Nurses at five Allina Health hospitals will vote Monday whether to authorize potential strikes or accept three-year contracts in a showdown over Allina's insistence that they give up their union-protected health insurance and move to their employer's standard benefits.
A "no" vote would empower negotiators with the Minnesota Nurses Association to set strikes at one or more of the hospitals — Abbott Northwestern and Phillips Eye Institute in Minneapolis, United in St.

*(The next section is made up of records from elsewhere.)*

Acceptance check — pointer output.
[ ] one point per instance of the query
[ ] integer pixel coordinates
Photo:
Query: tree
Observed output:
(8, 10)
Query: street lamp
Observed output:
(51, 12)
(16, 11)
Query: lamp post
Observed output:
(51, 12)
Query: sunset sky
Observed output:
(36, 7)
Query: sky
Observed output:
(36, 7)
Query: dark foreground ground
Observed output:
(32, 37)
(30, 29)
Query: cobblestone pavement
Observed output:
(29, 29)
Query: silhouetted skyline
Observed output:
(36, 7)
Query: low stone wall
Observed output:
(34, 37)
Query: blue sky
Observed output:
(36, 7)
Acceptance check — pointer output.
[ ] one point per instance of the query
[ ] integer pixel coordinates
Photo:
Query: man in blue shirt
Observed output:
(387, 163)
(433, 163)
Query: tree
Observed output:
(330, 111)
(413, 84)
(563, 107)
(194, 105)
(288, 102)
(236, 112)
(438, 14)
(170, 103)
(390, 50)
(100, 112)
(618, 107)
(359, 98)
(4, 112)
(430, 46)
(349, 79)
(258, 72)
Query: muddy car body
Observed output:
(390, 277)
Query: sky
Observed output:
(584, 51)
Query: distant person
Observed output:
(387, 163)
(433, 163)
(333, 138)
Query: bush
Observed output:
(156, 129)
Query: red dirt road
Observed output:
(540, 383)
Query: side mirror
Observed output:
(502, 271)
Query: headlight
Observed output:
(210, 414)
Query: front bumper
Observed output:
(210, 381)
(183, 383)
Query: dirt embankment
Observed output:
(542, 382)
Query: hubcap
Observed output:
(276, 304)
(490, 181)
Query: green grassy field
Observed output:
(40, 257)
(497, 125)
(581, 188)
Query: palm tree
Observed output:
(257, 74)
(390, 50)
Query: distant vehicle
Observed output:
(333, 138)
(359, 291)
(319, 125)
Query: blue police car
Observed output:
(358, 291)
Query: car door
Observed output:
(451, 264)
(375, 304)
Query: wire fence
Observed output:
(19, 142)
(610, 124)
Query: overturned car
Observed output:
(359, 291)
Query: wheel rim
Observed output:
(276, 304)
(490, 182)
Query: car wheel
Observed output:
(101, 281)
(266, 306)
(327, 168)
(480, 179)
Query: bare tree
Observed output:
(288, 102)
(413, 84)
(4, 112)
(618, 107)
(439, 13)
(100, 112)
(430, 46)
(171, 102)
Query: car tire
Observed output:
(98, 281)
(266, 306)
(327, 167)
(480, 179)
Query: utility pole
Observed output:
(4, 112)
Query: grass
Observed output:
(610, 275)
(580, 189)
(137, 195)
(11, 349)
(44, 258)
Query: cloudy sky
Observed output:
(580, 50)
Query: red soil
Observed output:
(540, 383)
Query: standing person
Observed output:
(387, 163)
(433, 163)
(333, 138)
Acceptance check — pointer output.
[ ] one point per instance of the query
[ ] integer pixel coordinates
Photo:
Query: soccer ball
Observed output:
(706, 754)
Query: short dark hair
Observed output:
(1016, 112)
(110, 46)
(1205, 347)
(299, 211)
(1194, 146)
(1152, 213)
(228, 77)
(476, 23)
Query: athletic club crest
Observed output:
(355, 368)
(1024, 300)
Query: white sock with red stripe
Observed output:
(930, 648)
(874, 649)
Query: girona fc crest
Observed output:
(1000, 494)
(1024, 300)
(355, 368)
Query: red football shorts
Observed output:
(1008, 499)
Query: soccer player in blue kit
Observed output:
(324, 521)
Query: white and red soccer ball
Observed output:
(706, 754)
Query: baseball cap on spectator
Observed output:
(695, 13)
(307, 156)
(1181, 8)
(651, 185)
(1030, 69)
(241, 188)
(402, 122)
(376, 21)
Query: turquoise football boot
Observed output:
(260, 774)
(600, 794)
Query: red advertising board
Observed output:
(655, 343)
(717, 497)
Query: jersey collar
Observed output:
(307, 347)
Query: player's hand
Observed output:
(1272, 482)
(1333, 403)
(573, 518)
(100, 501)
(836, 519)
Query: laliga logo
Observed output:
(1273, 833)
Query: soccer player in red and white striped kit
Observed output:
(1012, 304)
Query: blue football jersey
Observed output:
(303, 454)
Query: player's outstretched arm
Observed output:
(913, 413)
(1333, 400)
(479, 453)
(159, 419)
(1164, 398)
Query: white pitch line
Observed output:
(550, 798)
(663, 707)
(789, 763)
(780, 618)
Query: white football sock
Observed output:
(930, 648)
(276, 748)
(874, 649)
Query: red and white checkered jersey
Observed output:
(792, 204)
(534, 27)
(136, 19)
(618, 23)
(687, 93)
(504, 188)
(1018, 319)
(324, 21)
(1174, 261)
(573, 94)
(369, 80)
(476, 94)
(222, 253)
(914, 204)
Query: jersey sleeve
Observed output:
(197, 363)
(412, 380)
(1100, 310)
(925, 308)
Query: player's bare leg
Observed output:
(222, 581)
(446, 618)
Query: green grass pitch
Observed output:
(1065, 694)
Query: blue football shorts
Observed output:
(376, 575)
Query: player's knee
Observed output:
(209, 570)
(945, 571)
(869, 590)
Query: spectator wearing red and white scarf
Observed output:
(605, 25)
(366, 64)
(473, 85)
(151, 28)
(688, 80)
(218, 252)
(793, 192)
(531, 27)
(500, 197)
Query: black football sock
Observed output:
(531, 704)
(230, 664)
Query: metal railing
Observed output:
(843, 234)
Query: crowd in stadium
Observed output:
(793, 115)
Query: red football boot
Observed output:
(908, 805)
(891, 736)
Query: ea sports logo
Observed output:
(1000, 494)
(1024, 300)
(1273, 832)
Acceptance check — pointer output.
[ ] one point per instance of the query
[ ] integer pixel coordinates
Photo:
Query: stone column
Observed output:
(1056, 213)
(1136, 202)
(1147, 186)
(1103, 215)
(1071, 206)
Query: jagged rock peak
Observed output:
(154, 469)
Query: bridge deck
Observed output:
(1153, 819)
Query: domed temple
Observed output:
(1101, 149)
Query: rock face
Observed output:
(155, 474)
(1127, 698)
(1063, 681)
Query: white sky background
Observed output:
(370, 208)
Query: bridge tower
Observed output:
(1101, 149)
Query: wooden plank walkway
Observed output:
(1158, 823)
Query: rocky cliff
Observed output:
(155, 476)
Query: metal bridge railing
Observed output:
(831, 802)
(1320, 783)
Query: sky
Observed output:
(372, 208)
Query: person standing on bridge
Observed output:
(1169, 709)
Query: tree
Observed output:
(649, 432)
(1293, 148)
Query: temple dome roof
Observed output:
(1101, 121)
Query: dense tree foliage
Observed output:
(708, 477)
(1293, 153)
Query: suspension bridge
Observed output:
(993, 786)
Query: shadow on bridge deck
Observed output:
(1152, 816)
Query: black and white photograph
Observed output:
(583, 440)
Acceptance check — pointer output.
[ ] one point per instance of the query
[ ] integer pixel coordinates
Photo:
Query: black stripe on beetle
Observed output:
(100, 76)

Paul, Mercy in Coon Rapids and Unity in Fridley.
Allina would receive a 10-day notice of the location and duration of any strike to hire and train temp nurses.
"It is our fervent desire not to have a strike at our facilities," said Christine Moore, Allina's senior vice president of human resources. "We don't think a strike benefits anybody."
The health system set the stage for such a possibility by pressing its 4,800 contract nurses to drop the option of union health plans — plans that are falling out of favor at many companies because of their high premiums but small or no deductibles — and presenting a final offer last week that would phase them out.
The laser focus on health plans has frustrated union negotiators and nurses, who as a result couldn't make traction on other issues such as nurse-to-patient staffing levels and safety in an era of increasing workplace assaults on nurses.
"They were adamant; unless we brought a proposal to transition off the MNA plans, all four of them, they didn't want to discuss any other proposals," said Angie Becchetti, a nurse on the bargaining committee.
In some ways, the negotiation distills 20 years of change in U.S. health care financing to a single vote.